24.1 Vehicle accidents involving deer
Bavarian data of the numbers of vehicle accidents involving deer over the full ten years from 2002 to 2011 have been modelled in depth in Hothorn et al. (2015). The data were also used in Hothorn (2020) and are available in the supplementary material on the publishing journal’s website.
Figure 24.1 shows a smoothed version of the daily number of vehicle accidents involving deer. There was an increase of around 50% over the ten years.
In Figure 24.1, and in all the plots in this chapter, the time axis labels are placed at the start of the labelled period.
Figure 24.2 shows an initial plot to explore monthly seasonality. Each panel of the plot displays the aggregate data from that month for each year and the average for the month over the whole time series in blue. Here the data are per month, which is the why the vertical scale is so different to that in Figure 24.1.
There is an overall rise in each monthly series with some, occasionally dramatic, variation, and a possible seasonal pattern. Summarising over months is a bit of an approximation, as the months are not all the same length. An alternative is to fit another smooth across the data, rougher than the one in Figure 24.1, and overlay the resulting individual annual series. This has been done in Figure 24.3. An adaptive smooth has been used.

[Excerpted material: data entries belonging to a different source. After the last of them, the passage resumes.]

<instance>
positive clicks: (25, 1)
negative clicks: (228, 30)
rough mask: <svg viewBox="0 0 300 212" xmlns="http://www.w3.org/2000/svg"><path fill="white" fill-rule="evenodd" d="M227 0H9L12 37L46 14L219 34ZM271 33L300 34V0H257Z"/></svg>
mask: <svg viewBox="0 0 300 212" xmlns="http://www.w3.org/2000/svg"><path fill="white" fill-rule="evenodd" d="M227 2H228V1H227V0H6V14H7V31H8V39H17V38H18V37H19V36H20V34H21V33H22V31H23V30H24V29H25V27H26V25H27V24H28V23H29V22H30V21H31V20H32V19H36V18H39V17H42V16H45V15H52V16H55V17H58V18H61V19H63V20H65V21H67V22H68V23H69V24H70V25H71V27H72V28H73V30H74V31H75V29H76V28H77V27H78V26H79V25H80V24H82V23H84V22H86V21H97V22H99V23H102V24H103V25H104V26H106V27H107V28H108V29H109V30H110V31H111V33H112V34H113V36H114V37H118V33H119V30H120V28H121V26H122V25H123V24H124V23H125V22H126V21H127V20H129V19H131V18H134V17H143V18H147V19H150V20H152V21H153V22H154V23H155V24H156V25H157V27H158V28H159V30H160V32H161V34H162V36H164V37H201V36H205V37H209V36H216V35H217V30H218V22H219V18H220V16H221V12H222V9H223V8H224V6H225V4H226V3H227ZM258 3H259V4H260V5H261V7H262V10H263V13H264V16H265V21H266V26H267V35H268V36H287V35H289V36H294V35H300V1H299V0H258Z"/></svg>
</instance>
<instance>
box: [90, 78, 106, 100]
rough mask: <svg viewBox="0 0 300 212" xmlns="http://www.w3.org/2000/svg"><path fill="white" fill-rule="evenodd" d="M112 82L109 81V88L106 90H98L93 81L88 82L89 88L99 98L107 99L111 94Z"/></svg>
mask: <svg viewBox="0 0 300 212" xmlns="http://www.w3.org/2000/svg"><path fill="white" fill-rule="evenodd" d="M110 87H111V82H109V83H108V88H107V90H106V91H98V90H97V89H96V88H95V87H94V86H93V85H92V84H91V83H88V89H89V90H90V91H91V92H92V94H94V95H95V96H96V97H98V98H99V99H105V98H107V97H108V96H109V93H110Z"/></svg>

The plot shows a fairly regular pattern across the years with peaks in May-June and October-November and lower values in Spring and, to a lesser extent, Summer. The highest numbers are about double the lowest ones.
Given the differences in vehicle traffic between weekdays and weekends and public holidays, there could well be weekly patterns as well. An initial analysis, without treating public holidays as similar to weekends is shown in Figure 24.4.
A few values of the smoothing parameter were tried and the rounded value leading to this display was chosen, as it suggested a clear differentiation between weekdays and weekends. The peaks in summer and the troughs in winter stand out. Presumably there is less vehicle traffic at weekends in winter and hence fewer accidents with deer then than in summer. The lack of seasonality in the weekday plots offers supporting evidence.
In the early days of time series analysis there were suggestions that time series could be decomposed into components of trend, seasonality, and noise. Sometimes this works well, sometimes it is difficult to disentangle trend and seasonality. That is to some extent the case here.
The data available are more detailed than these graphics imply. Numbers of accidents are reported for every half-hour of every day, i.e. there are 48 numbers per day. Figures 24.5 and 24.6 investigate the monthly averages of these daily data across months by year and across years by month. Unsurprisingly there are differences in the patterns by years, as the data are shifted for the individual months. This is easier to see in Figure 24.6, where the two peaks are further apart for the summer months and closer together for the winter months. According to Hothorn et al. (2015) the deer are on the move more around sunrise and after sunset, which explains these peaks and their pattern across the year. In that paper, heat maps were used to display the daily data.
Figures 24.5 and 24.6 are a good example of where the choice of which time variable to facet by is important. Both plots convey the information, but the second one does it better.